$26-BILLION POWER GRAB - Electricity thieves plunder JPS
Despite aggressive disconnection drives and a vigorous campaign to leverage moral suasion, Jamaica’s electricity distributor has revealed that power theft for all of 2019 was billed at US$178 million. That amounts to J$26 billion at today’s rate.
The disclosure was made in response to queries by The Gleaner on Monday after the Jamaica Public Service Company (JPS) said that more than 90 per cent of households in Riverton City, a largely poor community in the St Andrew Western constituency, stole power.
Riverton alone draws about US$2.2 million illegally per year, with the abstraction bill for 2020 put at US$2.04 million as at the end of November.
JPS blamed electricity thieves for several outages in the community, with only 160 legal customers among more than 1,000 households.
“The company has also noted with alarm that the consumption pattern of non-paying users is at excessive levels – over 600 kilowatt-hours (kWh) per day – more than 100 times the average paying customer,” JPS said in a media statement early yesterday.
Riverton represents just over one per cent of JPS’s massive power theft.
JPS told The Gleaner that it had sought to extend its liaison initiative with residents to encourage compliance, but those efforts appear to have foundered. The company said it was in direct discussions with Member of Parliament Anthony Hylton.
Attempts to contact Hylton on Monday were unsuccessful, as calls to his mobile phone went unanswered.
The light and power supplier has extended the olive branch to urban communities with high rates of electricity theft, winning the war of attrition in areas such as Majesty Gardens where its formal customer base moved from fewer than 11 customers to more than 700 in four years.

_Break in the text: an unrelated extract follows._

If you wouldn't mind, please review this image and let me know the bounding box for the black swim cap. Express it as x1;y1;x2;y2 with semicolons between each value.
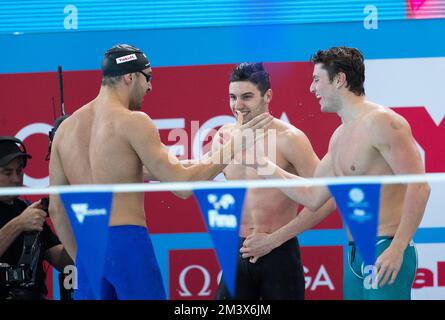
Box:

But Riverton City, where the country’s largest dump is located, has proven to have nagging resistance to JPS’s attempts to pull the plug on power thieves, despite at least five major disconnection drives in 2020 and approximately 4,500 throw-ups removed.
The toll of electricity loss nationally has been estimated at US$160m up to the end of November this year, JPS said in an emailed response late Monday.
The consequences for legal customers have been heavy, with frequent disruptions making routine tasks and ways of life a torment.
Riverton Meadows resident Paul Morgan has said he is tired of having to store all his meat in his sister-in-law’s freezer in Pembroke Hall, St Andrew, because of frequent disconnections by the JPS.
But Morgan is perturbed that even when he pays his monthly bill on time, he has had to suffer as a victim of collateral damage in the clampdowns by the company. His bill is around $10,000 monthly.
“If me a pay and the next man naw pay, me nuh response fi di next man. Me pay my own. Me supposed to have light because when light bill come, mi affi pay it,” he told The Gleaner.
“You have people will borrow the light, yes. Mi naw go seh nobody nuh borrow light. Time gone by, when JPS come in, people affi a run and tek dung wire.”
Morgan claimed that while some residents have regularised their service, others were haunted by backlogs.
Rosalind Smith said, too, that the good have been suffering for the bad.
Her son, who is visiting from overseas, has had to leave the community because of his frustration with the lack of electricity.
“Majority of the people on the stretch have straight light. A just one and two maybe (bridge)m,” Smith told The Gleaner.
“Di people dem weh dem seh a bridge, me nuh really know because me always deh a work.”